Новый Мир ( № 7 2008) - Новый Мир Новый Мир
Шрифт:
Интервал:
Закладка:
Однако не толкаем ли мы историю в объятия художественной литературы? Связь между ними действительно тесная. Она подтверждается тем, что некоторые историки выступают как писатели, и наоборот. Первый из великих наших историков Карамзин стал также первым прозаиком, чьи произведения спустя двести лет остаются удобочитаемыми. Ключевский и С. Ф. Платонов писали литературно-критические статьи. Все трое (к ним можно присовокупить и других) принадлежат, следовательно, не только к “гильдии” историков, но и к “цеху” литераторов.

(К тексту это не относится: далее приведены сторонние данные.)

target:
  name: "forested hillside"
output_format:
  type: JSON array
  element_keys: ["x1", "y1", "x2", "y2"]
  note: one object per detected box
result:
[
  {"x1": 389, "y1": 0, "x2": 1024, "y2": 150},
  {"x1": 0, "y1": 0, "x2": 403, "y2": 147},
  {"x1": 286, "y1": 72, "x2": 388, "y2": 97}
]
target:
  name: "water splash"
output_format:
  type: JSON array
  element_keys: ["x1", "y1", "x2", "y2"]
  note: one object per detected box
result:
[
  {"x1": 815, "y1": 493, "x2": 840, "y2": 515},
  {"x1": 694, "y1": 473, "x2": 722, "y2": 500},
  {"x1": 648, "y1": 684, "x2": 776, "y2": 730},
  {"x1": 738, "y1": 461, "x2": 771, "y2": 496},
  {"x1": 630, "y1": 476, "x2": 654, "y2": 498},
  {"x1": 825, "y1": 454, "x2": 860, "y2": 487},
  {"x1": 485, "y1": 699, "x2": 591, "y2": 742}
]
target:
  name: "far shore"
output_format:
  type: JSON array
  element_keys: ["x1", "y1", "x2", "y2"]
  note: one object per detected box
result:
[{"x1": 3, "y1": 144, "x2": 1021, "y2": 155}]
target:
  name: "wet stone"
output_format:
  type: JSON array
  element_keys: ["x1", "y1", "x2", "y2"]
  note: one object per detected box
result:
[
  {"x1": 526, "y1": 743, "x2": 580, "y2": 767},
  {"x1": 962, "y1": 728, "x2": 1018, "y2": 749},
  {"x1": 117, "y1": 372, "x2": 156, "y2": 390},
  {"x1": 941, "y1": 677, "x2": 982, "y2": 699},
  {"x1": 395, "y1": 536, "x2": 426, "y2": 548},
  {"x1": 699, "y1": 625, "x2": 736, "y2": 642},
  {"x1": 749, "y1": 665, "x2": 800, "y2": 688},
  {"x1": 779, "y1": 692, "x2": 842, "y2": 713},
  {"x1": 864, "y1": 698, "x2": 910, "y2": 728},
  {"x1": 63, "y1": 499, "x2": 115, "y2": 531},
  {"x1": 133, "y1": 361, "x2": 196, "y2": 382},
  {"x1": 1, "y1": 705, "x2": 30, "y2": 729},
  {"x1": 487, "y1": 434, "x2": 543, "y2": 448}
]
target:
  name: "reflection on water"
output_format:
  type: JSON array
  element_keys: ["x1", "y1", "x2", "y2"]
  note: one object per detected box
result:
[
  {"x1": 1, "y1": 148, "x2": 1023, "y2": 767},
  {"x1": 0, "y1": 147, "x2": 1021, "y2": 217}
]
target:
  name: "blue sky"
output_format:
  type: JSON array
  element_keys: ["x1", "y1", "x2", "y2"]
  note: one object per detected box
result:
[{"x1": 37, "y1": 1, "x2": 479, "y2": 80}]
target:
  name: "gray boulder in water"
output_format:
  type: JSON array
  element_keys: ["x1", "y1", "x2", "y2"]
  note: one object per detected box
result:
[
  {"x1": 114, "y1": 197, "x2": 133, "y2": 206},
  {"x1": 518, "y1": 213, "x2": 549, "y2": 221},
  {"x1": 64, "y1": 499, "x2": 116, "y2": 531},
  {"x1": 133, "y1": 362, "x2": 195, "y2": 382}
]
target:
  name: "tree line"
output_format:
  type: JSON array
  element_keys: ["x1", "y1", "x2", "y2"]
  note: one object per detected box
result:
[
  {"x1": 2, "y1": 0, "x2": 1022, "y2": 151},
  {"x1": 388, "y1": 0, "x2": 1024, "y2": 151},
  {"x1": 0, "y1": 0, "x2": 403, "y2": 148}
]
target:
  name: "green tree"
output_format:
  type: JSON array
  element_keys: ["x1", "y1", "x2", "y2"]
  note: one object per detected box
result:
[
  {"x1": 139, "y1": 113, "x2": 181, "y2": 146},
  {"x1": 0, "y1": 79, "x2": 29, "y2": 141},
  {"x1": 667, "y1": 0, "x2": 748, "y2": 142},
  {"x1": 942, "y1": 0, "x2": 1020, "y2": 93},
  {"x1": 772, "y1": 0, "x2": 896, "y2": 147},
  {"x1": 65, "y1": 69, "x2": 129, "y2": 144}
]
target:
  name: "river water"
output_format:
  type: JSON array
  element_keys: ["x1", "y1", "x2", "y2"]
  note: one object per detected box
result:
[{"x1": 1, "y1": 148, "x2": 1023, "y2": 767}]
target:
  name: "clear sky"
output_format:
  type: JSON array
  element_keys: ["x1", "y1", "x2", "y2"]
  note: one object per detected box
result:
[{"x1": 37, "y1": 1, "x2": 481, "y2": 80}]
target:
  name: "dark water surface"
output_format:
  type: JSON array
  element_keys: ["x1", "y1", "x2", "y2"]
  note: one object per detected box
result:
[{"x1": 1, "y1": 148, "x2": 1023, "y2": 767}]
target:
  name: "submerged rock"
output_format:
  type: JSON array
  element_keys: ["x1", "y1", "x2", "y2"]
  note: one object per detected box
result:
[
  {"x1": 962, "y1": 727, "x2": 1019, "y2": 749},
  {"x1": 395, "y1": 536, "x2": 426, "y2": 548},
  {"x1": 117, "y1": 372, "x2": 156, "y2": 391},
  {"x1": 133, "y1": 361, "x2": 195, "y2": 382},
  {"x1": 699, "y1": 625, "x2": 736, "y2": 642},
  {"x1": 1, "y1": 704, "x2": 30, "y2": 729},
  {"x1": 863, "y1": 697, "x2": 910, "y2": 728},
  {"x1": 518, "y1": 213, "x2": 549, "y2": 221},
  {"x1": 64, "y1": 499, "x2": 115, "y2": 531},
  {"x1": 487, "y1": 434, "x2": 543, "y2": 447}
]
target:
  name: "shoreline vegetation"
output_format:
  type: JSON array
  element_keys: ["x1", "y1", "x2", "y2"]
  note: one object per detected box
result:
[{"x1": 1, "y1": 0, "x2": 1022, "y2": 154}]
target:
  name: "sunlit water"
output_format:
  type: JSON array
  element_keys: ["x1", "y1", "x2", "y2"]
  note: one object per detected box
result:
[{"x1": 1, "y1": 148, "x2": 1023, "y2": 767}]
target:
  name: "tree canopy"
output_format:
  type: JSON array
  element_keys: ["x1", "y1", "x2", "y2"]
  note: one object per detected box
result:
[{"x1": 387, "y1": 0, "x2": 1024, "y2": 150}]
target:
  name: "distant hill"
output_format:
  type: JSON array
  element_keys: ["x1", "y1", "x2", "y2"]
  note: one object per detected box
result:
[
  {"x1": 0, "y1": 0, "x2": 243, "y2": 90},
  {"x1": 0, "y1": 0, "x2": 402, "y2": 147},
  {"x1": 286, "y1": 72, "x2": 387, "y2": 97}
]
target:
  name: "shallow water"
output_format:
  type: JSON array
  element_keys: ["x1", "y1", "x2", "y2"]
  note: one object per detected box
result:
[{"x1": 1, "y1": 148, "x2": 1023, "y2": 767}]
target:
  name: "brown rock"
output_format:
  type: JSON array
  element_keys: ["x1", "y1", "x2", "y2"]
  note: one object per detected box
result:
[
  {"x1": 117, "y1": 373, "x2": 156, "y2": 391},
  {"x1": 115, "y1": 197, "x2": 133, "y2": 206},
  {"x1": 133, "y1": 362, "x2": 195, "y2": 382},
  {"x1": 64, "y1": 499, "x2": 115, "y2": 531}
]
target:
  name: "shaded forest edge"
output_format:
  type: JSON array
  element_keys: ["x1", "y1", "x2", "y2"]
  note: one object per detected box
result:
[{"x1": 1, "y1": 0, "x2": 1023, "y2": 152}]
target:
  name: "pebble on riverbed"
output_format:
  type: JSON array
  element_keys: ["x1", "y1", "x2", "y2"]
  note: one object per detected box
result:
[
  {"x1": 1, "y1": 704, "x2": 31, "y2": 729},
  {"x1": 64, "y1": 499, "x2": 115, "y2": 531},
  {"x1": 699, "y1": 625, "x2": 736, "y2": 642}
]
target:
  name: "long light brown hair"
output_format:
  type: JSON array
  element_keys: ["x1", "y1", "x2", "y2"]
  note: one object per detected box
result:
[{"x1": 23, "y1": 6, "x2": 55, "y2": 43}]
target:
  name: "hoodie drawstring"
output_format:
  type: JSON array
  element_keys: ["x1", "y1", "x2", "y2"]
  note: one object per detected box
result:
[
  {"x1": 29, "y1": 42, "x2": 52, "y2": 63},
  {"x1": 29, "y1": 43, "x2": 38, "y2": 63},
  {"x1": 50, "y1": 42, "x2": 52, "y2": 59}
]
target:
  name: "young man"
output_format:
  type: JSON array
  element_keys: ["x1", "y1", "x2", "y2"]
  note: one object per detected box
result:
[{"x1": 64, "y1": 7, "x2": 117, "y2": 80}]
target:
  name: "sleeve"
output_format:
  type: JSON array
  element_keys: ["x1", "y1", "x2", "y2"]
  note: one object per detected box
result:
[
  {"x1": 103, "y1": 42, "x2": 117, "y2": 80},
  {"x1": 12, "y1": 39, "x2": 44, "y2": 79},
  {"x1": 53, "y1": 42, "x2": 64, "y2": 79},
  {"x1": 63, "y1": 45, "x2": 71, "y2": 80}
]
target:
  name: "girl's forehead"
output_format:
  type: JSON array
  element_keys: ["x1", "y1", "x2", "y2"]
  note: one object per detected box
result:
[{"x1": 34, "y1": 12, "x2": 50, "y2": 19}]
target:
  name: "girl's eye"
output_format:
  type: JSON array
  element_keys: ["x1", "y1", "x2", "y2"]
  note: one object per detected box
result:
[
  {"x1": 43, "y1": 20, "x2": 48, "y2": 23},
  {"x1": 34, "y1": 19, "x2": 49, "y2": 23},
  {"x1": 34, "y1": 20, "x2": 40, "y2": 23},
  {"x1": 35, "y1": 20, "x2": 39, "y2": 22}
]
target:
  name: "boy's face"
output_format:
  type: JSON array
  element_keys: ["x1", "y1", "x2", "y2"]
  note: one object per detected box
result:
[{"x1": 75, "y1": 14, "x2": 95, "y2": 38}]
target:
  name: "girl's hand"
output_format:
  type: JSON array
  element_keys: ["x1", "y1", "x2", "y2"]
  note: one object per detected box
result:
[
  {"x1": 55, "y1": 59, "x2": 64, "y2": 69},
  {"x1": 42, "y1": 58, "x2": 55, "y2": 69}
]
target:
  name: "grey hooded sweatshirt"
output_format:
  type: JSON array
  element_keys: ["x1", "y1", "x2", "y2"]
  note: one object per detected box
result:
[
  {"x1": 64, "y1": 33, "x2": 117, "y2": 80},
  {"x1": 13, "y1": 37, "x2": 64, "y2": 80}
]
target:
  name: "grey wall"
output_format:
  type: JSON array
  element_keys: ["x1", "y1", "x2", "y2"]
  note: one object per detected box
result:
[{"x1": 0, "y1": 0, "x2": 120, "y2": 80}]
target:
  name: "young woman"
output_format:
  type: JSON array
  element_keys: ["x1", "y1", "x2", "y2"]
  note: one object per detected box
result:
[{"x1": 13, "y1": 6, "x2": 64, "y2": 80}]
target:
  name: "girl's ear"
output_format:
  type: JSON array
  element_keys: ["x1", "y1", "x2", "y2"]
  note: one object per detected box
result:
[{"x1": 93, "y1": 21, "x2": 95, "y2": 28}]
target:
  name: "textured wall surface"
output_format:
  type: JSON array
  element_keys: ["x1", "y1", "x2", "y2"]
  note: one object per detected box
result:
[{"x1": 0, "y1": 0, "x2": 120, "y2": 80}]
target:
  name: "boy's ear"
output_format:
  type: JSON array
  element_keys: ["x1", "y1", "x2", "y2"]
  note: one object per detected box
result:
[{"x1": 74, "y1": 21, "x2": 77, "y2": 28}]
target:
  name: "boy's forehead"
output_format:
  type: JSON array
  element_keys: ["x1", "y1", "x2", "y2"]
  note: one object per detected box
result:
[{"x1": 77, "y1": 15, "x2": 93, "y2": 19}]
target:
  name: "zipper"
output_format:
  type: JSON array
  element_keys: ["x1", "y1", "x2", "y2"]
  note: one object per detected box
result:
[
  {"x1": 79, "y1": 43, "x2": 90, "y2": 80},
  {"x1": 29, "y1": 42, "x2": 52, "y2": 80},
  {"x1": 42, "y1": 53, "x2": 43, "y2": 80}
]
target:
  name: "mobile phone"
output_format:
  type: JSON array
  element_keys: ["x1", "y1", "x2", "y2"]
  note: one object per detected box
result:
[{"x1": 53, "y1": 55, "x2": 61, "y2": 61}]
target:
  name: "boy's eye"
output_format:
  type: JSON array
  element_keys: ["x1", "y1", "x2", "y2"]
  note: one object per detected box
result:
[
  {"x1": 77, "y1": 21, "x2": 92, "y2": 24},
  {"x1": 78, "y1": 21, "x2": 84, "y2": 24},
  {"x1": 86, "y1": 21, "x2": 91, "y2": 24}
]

Научно-исторические тексты названных (как и некоторых неназванных) историков отмечены художественными достоинствами. О Ключевском, например, Юлий Айхенвальд писал так: “Ювелир слова, старинный мастер мозаики, Ключевский и дает в своих произведениях непрерывную художественную вязь”21. А те, кому довелось слушать лекции Ключевского, сравнивали его не столько с другими историками, сколько с писателями — Тургеневым, Чеховым, Толстым; и даже с певцами — Шаляпиным, Собиновым.
С другой стороны, художественная литература в очень большой степени формирует наши представления об истории. Насколько они были бы беднее (если говорить только о русской истории) без образов “Полтавы” и “Капитанской дочки”, “Тараса Бульбы” и “Песни про купца Калашникова”, “Войны и мира” и “Красного колеса”!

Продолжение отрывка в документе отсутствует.